La fase precedente alla colonscopia, necessaria alla preparazione del paziente potrebbe causare l’insorgenza di alcuni effetti collaterali. Questi ultimi potrebbero essere legati alla tipologia di farmaco prescritto per la pulizia dell’intestino. È possibile che la somministrazione di farmaci in forma liquida generi nausea. Al fine di limitare tale effetto, si consiglia di procedere nell’assunzione a piccoli sorsi: attendere 30 minuti tra un sorso e l’altro. Irritazione nella zona anale è possibile che si verifichi a causa dell’elevato numero di movimenti intestinali. Applicare una pomata per eruzioni cutanee o la vaselina può aiutare a ridurre il disagio.

Durante l’esecuzione della colonscopia il paziente non avvertirà eccessivo disagio dal momento che il medico provvederà alla sua sedazione. Il dolore non sarà in questa maniera avvertito dal paziente.


Colonscopia con endoscopio flessibile

La colonscopia con endoscopio flessibile è avviata con l’inserimento di un tubo lungo e flessibile, detto colonscopio, a partire dall’ano per giungere sino al colon. La piccola telecamera montata sull’estremità del colonscopio permette di esaminare il rivestimento dell’intestino.

Innanzitutto il medico verificherà la presenza di eventuali ostruzioni nella zona anale. Inseguito a ciò, procederà nell’inserimento del colonscopio fino ad avanzare lentamente verso la fine del colon. A questo punto, la telecamera entrerà in azione per l’osservazione della parte interna del colon. Se necessario, il medico effettuerà una biopsia per fermare l’emorragia o rimuovere un polipo.

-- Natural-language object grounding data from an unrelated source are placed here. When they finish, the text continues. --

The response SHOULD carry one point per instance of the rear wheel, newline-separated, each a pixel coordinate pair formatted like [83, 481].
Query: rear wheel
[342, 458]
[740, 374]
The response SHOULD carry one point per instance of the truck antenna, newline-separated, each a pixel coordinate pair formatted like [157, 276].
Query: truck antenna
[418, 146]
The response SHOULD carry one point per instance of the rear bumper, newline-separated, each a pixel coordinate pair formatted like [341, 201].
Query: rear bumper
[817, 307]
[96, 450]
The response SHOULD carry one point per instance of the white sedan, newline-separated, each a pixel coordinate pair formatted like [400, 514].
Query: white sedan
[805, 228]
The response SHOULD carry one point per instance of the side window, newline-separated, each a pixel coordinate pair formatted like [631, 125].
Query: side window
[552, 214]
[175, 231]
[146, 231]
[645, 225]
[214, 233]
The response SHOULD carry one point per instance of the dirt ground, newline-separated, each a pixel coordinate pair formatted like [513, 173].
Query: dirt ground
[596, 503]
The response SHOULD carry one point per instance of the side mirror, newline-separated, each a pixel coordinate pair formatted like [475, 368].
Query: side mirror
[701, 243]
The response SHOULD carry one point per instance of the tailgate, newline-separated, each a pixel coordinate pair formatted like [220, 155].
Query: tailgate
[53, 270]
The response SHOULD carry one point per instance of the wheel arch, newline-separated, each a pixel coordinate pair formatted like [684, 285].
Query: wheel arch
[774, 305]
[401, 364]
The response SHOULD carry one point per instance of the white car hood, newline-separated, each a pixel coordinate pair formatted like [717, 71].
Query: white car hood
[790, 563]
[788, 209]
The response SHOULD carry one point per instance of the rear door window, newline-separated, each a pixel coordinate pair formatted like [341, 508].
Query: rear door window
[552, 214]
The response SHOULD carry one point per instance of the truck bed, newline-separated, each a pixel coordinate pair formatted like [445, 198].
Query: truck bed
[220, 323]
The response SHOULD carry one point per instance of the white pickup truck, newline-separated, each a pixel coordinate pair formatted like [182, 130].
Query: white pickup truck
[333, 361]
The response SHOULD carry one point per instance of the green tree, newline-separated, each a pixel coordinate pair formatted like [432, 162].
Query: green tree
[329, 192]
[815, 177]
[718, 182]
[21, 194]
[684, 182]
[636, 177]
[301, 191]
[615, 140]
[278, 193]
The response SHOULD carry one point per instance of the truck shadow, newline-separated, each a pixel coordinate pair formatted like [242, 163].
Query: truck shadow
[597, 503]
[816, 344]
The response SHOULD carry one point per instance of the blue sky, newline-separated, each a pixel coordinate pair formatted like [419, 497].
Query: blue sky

La procedura complessivamente ha una durata variabile trai 30 ed i 45 minuti circa.

Esistono alcune varianti meno invasive dalla colonscopia, le quali vengono praticate in casi particolari. Pazienti in stato di gravidanza non possono essere sottoposti alla procedura medica esposta, pertanto si procede in una sigmoidoscopia flessibile, ovvero nell’inserimento di un tubo flessibile in grado di raggiungere solamente gli ultimi 60 cm del colon, che include retto, sigma e discendente. Questa tecnica permette di osservare solo un terzo del colon.

La procedura di preparazione è analoga a quella della colonscopia classica


Colonscopia Non invasiva

La colonscopia, a causa della natura del procedimento è avviata dopo che il paziente è stato sedato. Il medico somministrerà un farmaco al fine di alleviare lo stato d’ansia ed il dolore. Il farmaco può indurre amnesia, nonché mal di testa al termine della procedura medica.

Conclusa la procedura, il paziente deve riposare per almeno due ore. Subito dopo il medico potrà esporre la propria diagnosi e di conseguenza mostrare il trattamento consigliato. Nel caso in cui siano stati prelevati dei campioni, sarà necessario attendere una settimana per ottenere i risultati.

La colonscopia è considerata una procedura generalmente sicura e priva di complicazioni particolari.


Colonscopia virtuale

La colonscopia virtuale viene eseguita per mezzo di un computer che elabora immagini particolari del colon. Viene utilizzata in pazienti che non sono in grado di sottoporsi alla colonscopia classica. È necessaria la stessa preparazione del colon.

La durata della procedura è pari a 10 minuti circa. Non è necessaria alcuna sedazione, in quanto non viene utilizzato il colonscopio. Si tratta di una soluzione più costosa rispetto la procedura classica. Uno degli aspetti negativi riguarda l’elevata esposizione alle radiazioni.

Questo genere di tecnica può essere utile in caso di screening del cancro colon-rettale, dal momento che fornisce immagini chiare.

La dieta fa parte della preparazione alla colonscopia.